Illumination ruminations

Alix Paultre, Editorial Director, PSD



The ability to create light is one of the definitive things that we do that separates us from the other animals on this planet. Fire, our first great technical discovery (or a really neat gift from a Greek God with a cool name), gave us two very powerful things that are still central to us: heat and light. The heat enabled us to cook food and reduce the need for massive teeth and jaws, paving the way for the human face and speech; the light freed us from the brutal timekeeping of the sun, extending our active lives far into the darkness.

Needless to say, it would be hard to cook without light, and campfire light was quickly replaced by animal tallow lamps. These first luminaires were displaced in their turn by better fuel-based lamps, candles, and eventually the electric light.

The funny thing about the incandescent lamp is that is is not much more advanced than our progenitor’s campfire. Many forget that a traditional light bulb is merely a very tiny campfire we managed to contain in a vacuum tube, cooking heat and all.

The reason the thermal issues of incandescent light never really became an issue in lamp design is that it replaced legacy systems that were even more inefficient, so the existing support infrastructure could handle the thermal load.

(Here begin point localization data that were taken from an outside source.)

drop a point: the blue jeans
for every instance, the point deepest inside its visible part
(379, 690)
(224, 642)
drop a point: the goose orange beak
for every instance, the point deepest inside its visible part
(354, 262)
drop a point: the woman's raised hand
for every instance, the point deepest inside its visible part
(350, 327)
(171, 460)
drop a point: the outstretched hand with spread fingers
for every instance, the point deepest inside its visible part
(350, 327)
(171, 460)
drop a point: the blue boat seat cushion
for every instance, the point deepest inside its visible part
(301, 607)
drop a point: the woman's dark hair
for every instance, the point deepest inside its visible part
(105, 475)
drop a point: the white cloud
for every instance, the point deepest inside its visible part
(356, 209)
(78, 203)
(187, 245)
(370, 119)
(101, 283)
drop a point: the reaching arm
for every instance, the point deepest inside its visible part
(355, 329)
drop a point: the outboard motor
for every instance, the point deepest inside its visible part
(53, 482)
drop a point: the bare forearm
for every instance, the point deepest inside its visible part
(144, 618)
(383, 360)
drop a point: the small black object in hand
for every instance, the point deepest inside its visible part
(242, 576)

Edison not only designed his bulb to fit the existing candle sconces of the day for easy retrofit; he also knew that those old candelabras could handle the heat from his new bulbs.

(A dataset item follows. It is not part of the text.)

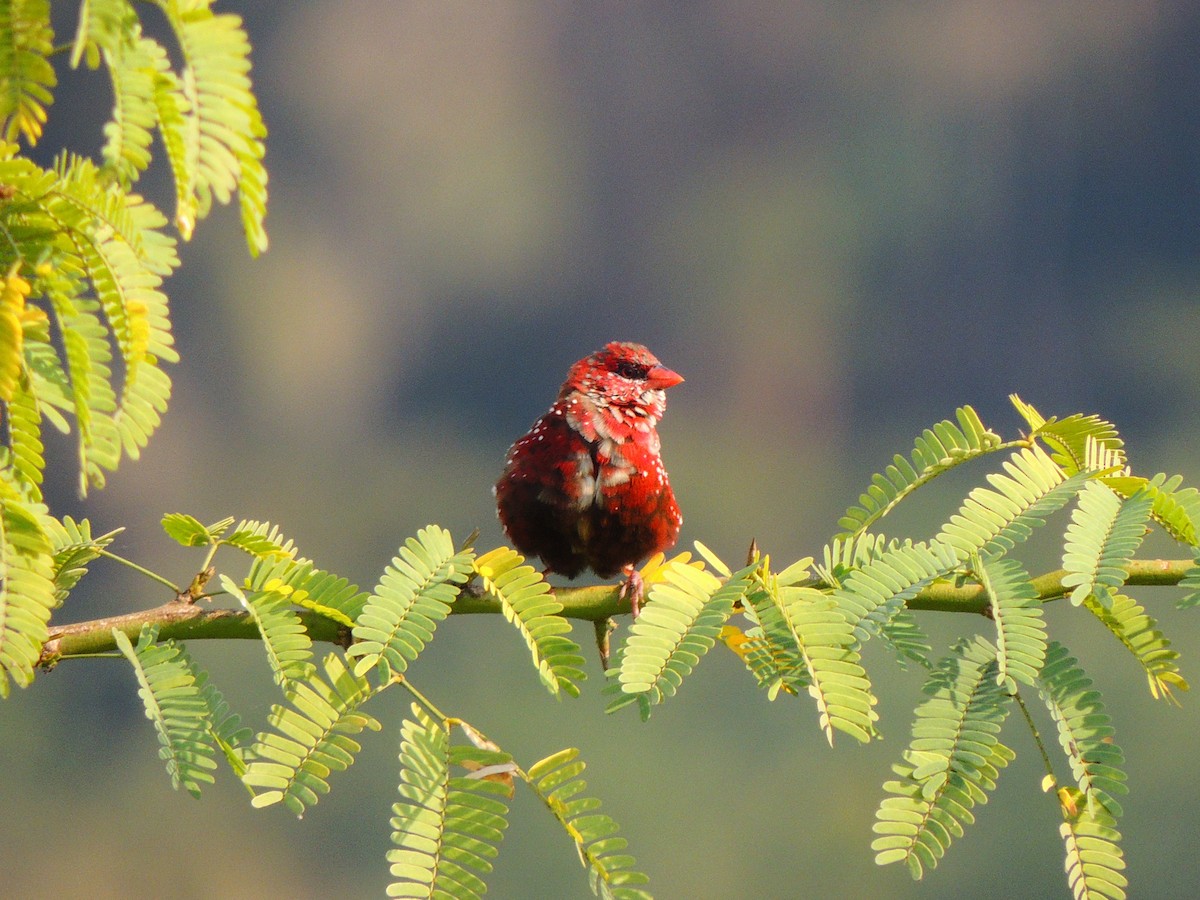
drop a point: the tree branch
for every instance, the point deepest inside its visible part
(183, 621)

As we move into the new and rapidly-expanding world of solid-state lighting, that very legacy infrastructure is now hampering development as the industry literally works to fill the hole left by light bulbs. Incandescent luminaires have very, very different design requirements for light distribution, power, and thermal management, yet most of the lighting industry is focused on cramming some extremely complex circuitry in a cramped little hole.

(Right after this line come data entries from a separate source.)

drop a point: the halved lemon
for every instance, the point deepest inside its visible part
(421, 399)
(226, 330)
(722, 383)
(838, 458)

Sadly, there is no other choice. Market inertia alone guarantees that there will be an Edison socket in many lamps for the foreseeable future, my only hope is that we at least stop creating new Edison-based luminaires and eventually focus on only making application- and performance-specific lamp designs that completely exploit the abilities and functionalities of LEDs and other solid-state lighting sources.

The biggest issue at this time is one of education as we migrate between the two worlds, that of the burning-light past and the diode-, EL-, and OLED-based solid-state lighting future. First we must continue to educate the design engineering community about how to drive and manage these next-generation illuminators, and create standards for the industry so everyone can have equivalent expectations on performance and operation. We also must educate the consumer, industry, business, and consumer, on the benefits and advantages of this new technology.

Unfortunately , it is harder to sell a marketplace on a new tech when it has to struggle so mightily to look and work like the old tech.